|
Description
The goal of a machine code decompiler is to analyze executable files (like .EXE or .DLL files in Windows or ELF files in Unix-like environments) and attempt to create a high level representation of the machine code in the executable file: the decompiler tries to reconstruct the source code from which the executable was compiled in the first place.
Since compilation is a non-reversible process (information such as comments and variable data types is irretrievably lost), decompilation can never completely recover the source code of a machine code executable. However, with some oracular (read "human") assistance, it can go a long way towards this goal. An oracle can provide function parameter types, the locations of otherwise unreachable code, and user-specified comments.
The decompiler is designed to be processor- and platform-agnostic. The intent is that you should be able to use it to decompile executables for any processor architecture and not be tied to a particular instruction set. Although currently only a x86 front end is implemented, there is nothing preventing you from implementing a 68K, Sparc, or VAX front end if you need one.
The decompiler can be run as a command-line tool, in which case it can be fed either with a simple executable file, or a decompiler project file, which not only specifies the executable file to decompile but also any oracular information that assists its work. The decompiler also has a graphical front end, which lets an operator specify oracular information while examining the decompiled executable.
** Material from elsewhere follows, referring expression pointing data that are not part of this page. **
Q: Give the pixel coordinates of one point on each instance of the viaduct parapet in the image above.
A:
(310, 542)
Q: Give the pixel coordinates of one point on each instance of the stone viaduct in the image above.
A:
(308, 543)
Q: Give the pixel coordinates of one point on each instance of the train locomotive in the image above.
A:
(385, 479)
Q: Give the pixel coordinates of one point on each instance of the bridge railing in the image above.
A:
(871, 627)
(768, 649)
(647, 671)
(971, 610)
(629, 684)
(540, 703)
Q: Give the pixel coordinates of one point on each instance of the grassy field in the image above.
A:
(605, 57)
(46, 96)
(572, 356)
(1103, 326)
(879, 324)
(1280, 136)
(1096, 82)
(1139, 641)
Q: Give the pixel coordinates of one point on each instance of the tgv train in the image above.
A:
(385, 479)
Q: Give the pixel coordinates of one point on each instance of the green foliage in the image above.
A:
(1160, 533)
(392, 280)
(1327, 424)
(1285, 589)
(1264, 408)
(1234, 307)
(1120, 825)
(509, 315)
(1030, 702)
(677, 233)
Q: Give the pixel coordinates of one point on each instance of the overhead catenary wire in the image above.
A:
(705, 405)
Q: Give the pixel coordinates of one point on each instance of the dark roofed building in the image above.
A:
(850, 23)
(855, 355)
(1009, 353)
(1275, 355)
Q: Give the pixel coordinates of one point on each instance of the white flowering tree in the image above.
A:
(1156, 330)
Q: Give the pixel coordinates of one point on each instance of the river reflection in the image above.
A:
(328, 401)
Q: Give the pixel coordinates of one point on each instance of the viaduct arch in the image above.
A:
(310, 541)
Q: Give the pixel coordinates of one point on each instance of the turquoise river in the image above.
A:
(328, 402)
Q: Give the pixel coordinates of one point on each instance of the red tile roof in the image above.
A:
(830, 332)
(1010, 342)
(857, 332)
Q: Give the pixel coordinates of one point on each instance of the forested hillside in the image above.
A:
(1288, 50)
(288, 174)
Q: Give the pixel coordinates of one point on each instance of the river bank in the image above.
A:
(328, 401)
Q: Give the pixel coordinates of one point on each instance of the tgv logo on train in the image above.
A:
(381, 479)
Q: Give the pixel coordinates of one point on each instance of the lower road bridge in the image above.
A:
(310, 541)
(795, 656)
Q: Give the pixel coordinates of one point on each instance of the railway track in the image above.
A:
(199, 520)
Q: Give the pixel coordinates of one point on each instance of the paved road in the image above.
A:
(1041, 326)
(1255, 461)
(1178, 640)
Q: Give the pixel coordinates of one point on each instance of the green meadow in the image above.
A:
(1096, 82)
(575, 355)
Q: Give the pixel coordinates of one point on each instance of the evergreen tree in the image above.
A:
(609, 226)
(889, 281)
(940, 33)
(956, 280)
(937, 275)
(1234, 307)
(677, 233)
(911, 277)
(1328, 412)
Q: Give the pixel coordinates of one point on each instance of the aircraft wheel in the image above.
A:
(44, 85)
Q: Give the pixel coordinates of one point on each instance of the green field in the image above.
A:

The outputs of the decompiler are a C source code file containing all the disassembled code and a header file in which type-reconstructed data types can be found.
Status
The decompiler project is in a pre-alpha stage. As it stands, it is able to load MS-DOS and PE binary files, disassemble their contents, rewrite the disassembled instructions into intermediate code, and perform the analysis phase mentioned above. Currently work is focussed on type analysis, while code structuring is on the back-burner as it's considerably less complex than type recovery.
|